Blending remote sensing data products to estimate photochemical production of hydrogen peroxide and superoxide in the surface ocean

A novel combination of remote sensing products is used to estimate photochemical production rates of hydrogen peroxide and superoxide in the global surface ocean.

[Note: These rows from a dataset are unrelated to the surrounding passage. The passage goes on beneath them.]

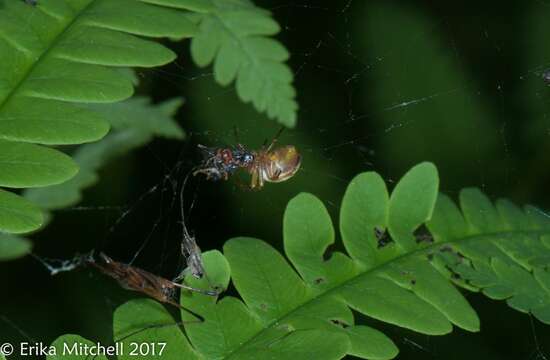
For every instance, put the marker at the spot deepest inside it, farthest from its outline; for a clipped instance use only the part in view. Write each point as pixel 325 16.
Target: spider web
pixel 382 86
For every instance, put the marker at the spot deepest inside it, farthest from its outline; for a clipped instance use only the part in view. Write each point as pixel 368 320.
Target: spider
pixel 264 165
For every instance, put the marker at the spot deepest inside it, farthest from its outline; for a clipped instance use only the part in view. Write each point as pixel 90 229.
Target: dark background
pixel 382 85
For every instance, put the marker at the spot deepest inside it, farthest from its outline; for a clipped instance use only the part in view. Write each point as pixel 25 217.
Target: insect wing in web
pixel 136 279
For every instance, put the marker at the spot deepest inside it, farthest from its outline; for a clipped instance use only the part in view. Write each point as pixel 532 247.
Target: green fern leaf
pixel 406 280
pixel 135 122
pixel 13 247
pixel 18 215
pixel 234 36
pixel 54 56
pixel 502 251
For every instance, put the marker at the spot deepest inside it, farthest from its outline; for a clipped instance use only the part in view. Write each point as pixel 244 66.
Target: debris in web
pixel 189 248
pixel 56 266
pixel 133 278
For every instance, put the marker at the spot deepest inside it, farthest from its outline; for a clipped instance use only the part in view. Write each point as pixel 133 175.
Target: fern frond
pixel 235 36
pixel 405 279
pixel 54 56
pixel 500 250
pixel 135 122
pixel 13 247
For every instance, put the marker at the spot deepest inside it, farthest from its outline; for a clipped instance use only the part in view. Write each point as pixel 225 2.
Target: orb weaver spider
pixel 264 165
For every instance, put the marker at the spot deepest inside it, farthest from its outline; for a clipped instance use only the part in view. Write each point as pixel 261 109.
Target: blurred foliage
pixel 352 62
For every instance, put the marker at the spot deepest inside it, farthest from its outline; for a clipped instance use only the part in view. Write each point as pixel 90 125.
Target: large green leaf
pixel 57 55
pixel 13 247
pixel 18 215
pixel 234 36
pixel 135 122
pixel 286 313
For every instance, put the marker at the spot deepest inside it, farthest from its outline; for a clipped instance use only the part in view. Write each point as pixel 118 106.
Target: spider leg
pixel 275 139
pixel 254 182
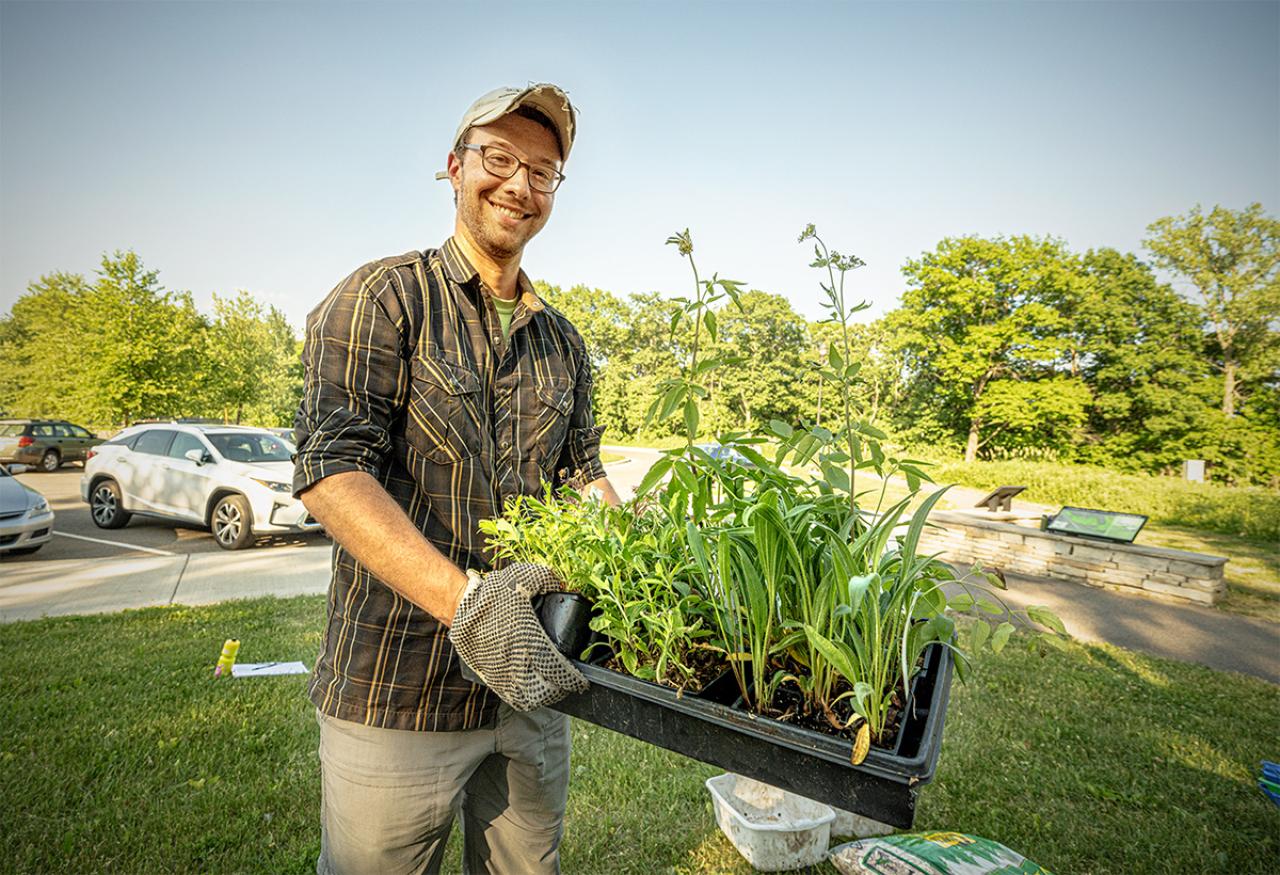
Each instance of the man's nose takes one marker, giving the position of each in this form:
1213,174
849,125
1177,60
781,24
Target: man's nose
517,183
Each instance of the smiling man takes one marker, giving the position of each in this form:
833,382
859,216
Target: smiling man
438,385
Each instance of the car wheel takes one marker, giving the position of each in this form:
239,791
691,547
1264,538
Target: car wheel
106,508
232,523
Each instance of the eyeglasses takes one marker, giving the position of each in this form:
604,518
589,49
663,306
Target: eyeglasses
503,164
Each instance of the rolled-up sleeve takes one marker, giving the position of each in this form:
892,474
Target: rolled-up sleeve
355,379
580,459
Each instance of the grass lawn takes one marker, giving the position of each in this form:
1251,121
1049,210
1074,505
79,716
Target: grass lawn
122,754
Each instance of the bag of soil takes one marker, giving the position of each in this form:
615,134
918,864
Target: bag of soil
931,853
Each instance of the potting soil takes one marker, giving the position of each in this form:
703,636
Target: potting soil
931,853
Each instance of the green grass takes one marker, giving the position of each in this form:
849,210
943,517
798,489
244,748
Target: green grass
1243,512
122,754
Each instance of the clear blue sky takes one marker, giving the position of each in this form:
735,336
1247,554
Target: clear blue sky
275,147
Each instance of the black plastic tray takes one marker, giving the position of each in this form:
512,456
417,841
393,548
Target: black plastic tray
883,787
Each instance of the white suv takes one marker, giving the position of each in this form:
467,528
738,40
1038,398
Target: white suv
234,480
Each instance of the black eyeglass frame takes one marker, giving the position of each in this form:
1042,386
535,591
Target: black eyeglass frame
481,147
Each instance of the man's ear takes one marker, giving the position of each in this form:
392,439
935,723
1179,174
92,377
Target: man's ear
455,169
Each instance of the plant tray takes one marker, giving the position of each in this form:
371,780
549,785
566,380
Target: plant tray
883,787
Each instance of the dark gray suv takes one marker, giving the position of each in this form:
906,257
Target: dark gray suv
44,444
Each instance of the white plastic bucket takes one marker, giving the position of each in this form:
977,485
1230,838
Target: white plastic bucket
773,829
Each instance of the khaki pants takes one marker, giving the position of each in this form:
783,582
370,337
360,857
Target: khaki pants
389,796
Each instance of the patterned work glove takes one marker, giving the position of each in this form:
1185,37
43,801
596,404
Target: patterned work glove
499,638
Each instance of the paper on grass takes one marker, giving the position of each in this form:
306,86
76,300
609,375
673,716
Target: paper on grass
255,669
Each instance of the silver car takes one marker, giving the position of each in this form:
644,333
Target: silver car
26,520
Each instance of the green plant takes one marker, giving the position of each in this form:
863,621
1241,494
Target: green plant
728,553
627,566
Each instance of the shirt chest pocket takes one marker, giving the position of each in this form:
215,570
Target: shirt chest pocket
553,409
444,417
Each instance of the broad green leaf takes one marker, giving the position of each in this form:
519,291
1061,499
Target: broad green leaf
673,398
1045,617
1054,641
1000,637
839,658
990,606
858,587
836,476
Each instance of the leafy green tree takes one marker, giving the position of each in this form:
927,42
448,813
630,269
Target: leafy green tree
1233,261
1139,347
250,352
977,311
42,348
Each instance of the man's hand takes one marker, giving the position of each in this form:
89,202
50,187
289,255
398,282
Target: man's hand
498,636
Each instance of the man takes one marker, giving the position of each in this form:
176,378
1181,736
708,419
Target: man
437,386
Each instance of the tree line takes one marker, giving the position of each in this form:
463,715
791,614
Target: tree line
122,348
1004,347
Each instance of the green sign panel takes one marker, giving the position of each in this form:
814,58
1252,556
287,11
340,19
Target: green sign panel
1105,525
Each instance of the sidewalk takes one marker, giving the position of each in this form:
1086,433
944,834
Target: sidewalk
1188,633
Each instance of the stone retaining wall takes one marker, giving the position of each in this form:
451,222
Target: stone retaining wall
964,539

Hydrogen peroxide (H ₂O ₂) and its precursor, superoxide (O ₂ ⁻), are well-studied photochemical products that are pivotal in regulating redox transformations of trace metals and organic matter in the surface ocean. In attempts to understand the magnitude of both H ₂O ₂ and O ₂ ⁻ photoproduction on a global scale, we implemented a model to calculate photochemical fluxes of these products from remotely sensed ocean color and modeled solar irradiances. We generated monthly climatologies for open ocean H ₂O ₂ photoproduction rates using an average apparent quantum yield (AQY) spectrum determined from laboratory irradiations of oligotrophic water collected in the Gulf of Alaska. Because the formation of H ₂O ₂ depends on secondary thermal reactions involving O ₂ ⁻, we also implemented a temperature correction for the H ₂O ₂ AQY using remotely sensed sea surface temperature and an Arrhenius relationship for H ₂O ₂ photoproduction. Daily photoproduction rates of H ₂O ₂ ranged from <1 to over 100 nM per day, amounting to ∼30 μM per year in highly productive regions. When production rates were calculated without the temperature correction, maximum daily rates were underestimated by 15–25%, highlighting the importance of including the temperature modification for H ₂O ₂ in these models. By making assumptions about the relationship between H ₂O ₂ and O ₂ ⁻ photoproduction rates and O ₂ ⁻ decay kinetics, we present a method for calculating midday O ₂ ⁻ steady-state concentrations ([O ₂ ⁻] _ss) in the open ocean. Estimated [O ₂ ⁻] _ss ranged from 0.1–5 nM assuming biomolecular dismutation was the only sink for O ₂ ⁻, but were reduced to 0.1–290 pM when catalytic pathways were included. While the approach presented here provides the first global scale estimates of marine [O ₂ ⁻] _ss from remote sensing, the potential of this model to quantify O ₂ ⁻ photoproduction rates and [O ₂ ⁻] _ss will not be fully realized until the mechanisms controlling O ₂ ⁻ photoproduction and decay are better understood.